HEFFNER: I, I wondered what you meant by that.

SEXTON: So these are speakers inside …

HEFFNER: And what strength it has.

SEXTON: …these are speakers inside … oh, I think shame has a lot of strength that our society has kind of lost because we, we’re so … we’re so unwilling to, to say that ideas are shameful. I think we should do that more. That comes back to the fact that ideas can be judged, you know. But in the sacred space, what’s shameful is an unwillingness to listen and an unwillingness to engage and an unwillingness to live by the very rules of the dialogue. But then there are other, that has to do with internal actors. Then, with regard to people that come in from outside … again the presumption is the speaker can be allowed in … certainly if invited by someone there. But I think there are limits there, too.

HEFFNER: John, you know, the darn trouble with our conversation today is that it’s so limited in time. And I keep getting a signal we have very little time. And we’ve got to pick this up again. But doesn’t this concept really give the president who has withdrawn, in a sense, he doesn’t participate in … by your own wish … doesn’t it give him, as the adjudicator of who speaks and who doesn’t … who passes the test of appropriateness an enormous power.

SEXTON: Yes. And no. First I want to make it clear that I am not in favor of the silent president. Okay.

HEFFNER: You sure sound that way, John.

SEXTON: But on, on certain issues … I mean, there’s … I think there’s been … there was certainly no dean of an American law school who stood more strongly against the terrible governmental bigotry of the Solomon amendment …

HEFFNER: MmmmHmm.

SEXTON: … than did I when I was Dean of NYU. But that had to do with the running, the internal matters of law schools in the United States. Now, when you get to this, this part of presidential activity which is, as I’m saying, committed to safeguarding this fragile sanctuary that universities represent … there you’re completely correct. There, there’s … to the extent and it’s a limited extent, to be fair to my paper, but to the extent that the president or the dean would get involved in adjudicating the appropriateness for a speaker to be in the space, it is dangerous. And it runs counter to the presumption of the soap box model, the Athenian democracy model.

And, and I propose in the paper that there be structural safeguards involving … at NYU we’ve decided to, for example, to involve the university senate in this and, and where the president is not a free agent in this regard.

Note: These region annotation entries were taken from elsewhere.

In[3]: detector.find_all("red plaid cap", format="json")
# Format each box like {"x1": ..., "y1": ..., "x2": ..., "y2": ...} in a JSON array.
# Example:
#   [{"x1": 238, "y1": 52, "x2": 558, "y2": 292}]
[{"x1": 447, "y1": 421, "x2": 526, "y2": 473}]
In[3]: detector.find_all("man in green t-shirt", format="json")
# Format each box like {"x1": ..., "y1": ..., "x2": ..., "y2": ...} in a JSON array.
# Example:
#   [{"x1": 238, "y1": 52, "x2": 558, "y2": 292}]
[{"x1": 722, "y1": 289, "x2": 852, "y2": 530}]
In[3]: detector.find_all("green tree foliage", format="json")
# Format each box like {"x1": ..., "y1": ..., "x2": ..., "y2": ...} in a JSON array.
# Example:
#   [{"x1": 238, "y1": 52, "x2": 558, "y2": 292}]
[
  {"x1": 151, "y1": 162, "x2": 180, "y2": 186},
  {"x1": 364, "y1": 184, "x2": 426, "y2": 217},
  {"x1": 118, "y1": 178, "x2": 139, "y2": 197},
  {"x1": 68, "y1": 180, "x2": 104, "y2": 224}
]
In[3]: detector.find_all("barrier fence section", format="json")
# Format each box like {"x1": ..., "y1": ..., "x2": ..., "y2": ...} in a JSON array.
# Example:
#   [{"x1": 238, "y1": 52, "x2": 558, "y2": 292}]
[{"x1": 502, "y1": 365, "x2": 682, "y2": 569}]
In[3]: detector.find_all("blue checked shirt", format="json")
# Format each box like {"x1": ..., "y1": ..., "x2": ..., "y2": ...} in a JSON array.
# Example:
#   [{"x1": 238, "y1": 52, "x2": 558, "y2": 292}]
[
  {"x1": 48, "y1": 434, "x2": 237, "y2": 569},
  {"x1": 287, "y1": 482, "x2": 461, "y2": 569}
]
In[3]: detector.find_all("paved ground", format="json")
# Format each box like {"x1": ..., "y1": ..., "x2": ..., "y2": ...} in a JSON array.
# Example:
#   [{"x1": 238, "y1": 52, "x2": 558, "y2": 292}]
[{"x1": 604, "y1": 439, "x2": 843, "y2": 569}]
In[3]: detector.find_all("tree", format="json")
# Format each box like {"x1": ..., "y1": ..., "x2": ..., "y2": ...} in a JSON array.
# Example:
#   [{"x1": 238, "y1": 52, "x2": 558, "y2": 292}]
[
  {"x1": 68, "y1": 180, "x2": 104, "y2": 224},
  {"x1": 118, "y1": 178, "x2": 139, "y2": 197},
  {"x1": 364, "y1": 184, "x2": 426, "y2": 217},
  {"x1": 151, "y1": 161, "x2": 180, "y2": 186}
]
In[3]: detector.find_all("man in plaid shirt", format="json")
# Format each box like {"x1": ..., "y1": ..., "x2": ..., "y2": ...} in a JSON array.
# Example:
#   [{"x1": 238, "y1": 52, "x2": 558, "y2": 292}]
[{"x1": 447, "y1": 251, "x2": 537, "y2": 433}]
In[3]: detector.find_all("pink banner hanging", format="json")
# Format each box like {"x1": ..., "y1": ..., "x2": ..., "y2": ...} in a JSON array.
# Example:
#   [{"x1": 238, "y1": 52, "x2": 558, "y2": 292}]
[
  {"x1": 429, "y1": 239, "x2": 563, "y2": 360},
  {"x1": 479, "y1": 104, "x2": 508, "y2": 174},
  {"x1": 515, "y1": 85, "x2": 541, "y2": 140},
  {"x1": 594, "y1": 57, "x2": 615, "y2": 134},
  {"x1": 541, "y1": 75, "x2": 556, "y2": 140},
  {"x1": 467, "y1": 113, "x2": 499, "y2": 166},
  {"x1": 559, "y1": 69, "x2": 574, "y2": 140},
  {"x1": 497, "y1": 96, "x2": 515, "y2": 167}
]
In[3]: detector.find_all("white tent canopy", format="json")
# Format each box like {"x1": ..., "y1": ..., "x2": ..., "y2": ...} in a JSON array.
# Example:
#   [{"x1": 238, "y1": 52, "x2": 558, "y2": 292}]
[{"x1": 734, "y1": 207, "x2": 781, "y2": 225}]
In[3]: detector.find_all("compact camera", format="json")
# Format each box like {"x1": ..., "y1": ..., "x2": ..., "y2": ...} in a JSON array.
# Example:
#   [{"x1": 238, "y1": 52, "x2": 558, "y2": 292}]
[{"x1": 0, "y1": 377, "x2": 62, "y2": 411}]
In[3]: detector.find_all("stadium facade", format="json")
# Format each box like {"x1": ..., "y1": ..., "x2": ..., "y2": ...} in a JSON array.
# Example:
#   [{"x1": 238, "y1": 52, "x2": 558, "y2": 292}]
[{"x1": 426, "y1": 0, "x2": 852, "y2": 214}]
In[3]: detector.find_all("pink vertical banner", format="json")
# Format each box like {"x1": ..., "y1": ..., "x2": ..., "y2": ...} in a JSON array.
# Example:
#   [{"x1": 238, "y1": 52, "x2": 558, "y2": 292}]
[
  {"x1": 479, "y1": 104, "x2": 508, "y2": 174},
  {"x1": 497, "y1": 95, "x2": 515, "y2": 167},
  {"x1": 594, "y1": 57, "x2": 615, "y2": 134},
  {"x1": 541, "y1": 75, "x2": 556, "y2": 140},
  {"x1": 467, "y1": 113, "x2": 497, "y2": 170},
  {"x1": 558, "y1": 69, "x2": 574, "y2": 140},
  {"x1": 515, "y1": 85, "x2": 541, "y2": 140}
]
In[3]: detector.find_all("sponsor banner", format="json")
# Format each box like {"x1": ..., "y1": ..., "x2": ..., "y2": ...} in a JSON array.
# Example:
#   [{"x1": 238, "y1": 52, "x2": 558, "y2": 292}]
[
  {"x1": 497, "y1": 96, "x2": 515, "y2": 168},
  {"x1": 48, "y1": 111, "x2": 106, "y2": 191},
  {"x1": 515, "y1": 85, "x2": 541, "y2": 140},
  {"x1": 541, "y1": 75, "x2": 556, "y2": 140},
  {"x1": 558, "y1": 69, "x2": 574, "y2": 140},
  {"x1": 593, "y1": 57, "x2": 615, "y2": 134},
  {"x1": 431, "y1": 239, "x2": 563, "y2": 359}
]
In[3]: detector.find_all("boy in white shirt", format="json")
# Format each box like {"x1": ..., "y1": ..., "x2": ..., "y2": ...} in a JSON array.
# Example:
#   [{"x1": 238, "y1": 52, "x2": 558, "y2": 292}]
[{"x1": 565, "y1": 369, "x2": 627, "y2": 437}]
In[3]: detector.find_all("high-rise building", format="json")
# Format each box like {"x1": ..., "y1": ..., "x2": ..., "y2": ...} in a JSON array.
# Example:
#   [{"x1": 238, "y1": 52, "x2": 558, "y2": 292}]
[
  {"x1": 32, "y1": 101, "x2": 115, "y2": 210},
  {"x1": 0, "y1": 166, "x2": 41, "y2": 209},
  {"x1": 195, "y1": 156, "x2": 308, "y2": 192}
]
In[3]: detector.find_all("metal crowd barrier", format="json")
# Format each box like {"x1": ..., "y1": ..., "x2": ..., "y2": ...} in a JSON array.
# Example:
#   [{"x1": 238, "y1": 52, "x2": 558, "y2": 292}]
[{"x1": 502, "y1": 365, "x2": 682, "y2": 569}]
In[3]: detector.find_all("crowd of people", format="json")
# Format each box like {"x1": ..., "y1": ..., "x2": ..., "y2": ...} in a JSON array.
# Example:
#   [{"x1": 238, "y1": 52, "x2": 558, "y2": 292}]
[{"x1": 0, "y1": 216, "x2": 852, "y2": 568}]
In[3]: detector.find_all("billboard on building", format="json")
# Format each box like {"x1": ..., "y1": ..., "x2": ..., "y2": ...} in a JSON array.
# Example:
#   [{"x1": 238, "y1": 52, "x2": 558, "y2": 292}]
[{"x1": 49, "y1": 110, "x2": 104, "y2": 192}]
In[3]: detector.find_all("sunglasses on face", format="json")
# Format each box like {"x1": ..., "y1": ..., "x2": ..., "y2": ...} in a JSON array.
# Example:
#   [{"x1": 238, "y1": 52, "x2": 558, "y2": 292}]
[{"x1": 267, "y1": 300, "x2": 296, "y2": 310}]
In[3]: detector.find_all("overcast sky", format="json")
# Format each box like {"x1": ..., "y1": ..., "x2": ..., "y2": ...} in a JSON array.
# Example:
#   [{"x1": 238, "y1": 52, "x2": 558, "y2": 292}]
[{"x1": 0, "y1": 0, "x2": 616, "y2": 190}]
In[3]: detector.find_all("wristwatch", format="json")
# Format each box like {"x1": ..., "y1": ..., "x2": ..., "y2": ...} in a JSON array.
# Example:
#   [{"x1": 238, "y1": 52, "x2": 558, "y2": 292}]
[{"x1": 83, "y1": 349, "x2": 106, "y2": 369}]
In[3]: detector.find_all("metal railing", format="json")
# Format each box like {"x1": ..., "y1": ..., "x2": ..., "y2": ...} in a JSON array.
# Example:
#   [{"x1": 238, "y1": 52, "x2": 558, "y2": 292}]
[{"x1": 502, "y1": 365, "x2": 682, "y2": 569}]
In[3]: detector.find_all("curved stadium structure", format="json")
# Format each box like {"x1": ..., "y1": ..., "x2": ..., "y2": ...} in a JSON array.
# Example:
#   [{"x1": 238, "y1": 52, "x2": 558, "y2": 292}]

HEFFNER: The worst safeguard of all here is the “good-bye” signal I just got. But you’re going to come back and talk more about this I trust.

SEXTON: If you wish.

HEFFNER: I wish. John Sexton, thank you so much for joining me today. And thanks, too, to you in the audience. I hope you join us again next time, and if you would like a transcript of today’s program, please send $4.00 in check or money order to The Open Mind, P. O. Box 7977, FDR Station, New York, New York 10150.

Meanwhile, as an old friend used to say, “Good night and good luck.”

N.B. Every effort has been made to ensure the accuracy of this transcript. It may not, however, be a verbatim copy of the program.